A New Approach of Abnormal Apoptosis Implicated in Malignancy and Autoimmunity
- *Corresponding Author:
- Aurelian Udristioiu
Emergency County Hospital Targu Jiu
Clinical Laboratory, Gorj, Romania
Tel: +40 (723) 621 414
Fax: +40 (253) 210 218
E-mail: [email protected]
Received Date: October 21, 2011; Accepted Date: April 18, 2012; Published Date: April 21, 2012
Citation: Udristioiu A, Iliescu R, Udristioiu L, Cojocaru M (2012) A New Approach of Abnormal Apoptosis Implicated in Malignancy and Autoimmunity. J Bioanal Biomed 4:034-038. doi:10.4172/1948-593X.1000061
Copyright: © 2012 Udristioiu A, et al. This is an open-access article distributed under the terms of the Creative Commons Attribution License, which permits unrestricted use, distribution, and reproduction in any medium, provided the original author and source are credited.

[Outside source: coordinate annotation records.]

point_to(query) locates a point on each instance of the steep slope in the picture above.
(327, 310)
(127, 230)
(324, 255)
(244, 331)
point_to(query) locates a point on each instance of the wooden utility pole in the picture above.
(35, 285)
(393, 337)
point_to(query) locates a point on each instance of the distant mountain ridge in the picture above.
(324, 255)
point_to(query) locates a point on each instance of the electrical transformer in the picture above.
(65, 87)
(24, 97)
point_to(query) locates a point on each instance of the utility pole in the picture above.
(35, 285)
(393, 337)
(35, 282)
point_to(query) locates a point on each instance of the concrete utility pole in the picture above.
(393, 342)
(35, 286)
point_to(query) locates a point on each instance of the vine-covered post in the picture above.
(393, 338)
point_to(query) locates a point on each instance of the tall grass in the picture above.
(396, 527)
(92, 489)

Auto-reactive cells which escape from natural apoptosis represent a continuous threat of potential autoimmune response. Abnormal apoptosis can play a role in negative selection of B and T lymphocytes that escaped the selfreactive nature, and so, apoptosis could represent an additional source of auto-antibody. Increased activity of T cells(CD3 +, CD4 +, or Th1 helper)) will, at a high serum level, cause a high expression of various types of inflammatory interleukins: IL1-β, IL2. The most important regulatory mechanisms of apoptosis in T and B cells are: death receptor cells, CD 95(Fas), TNF tumor necrosis, caspases, family Bcl-2 proto-oncogenes, Bax gene, p53 tumor suppressor gene, and NF-κB nuclear factor of transcription and micro RNAs (miRNAs).The “decision” to undergo programmed cell death is made only in the presence of extrinsic or intrinsic apoptotic messengers. Extrinsic inductors are ligands – cytokines – that bind to death receptors (DRs) found on the cells’ surface, while intrinsic inductors come from the mitochondria or from the nucleus cells.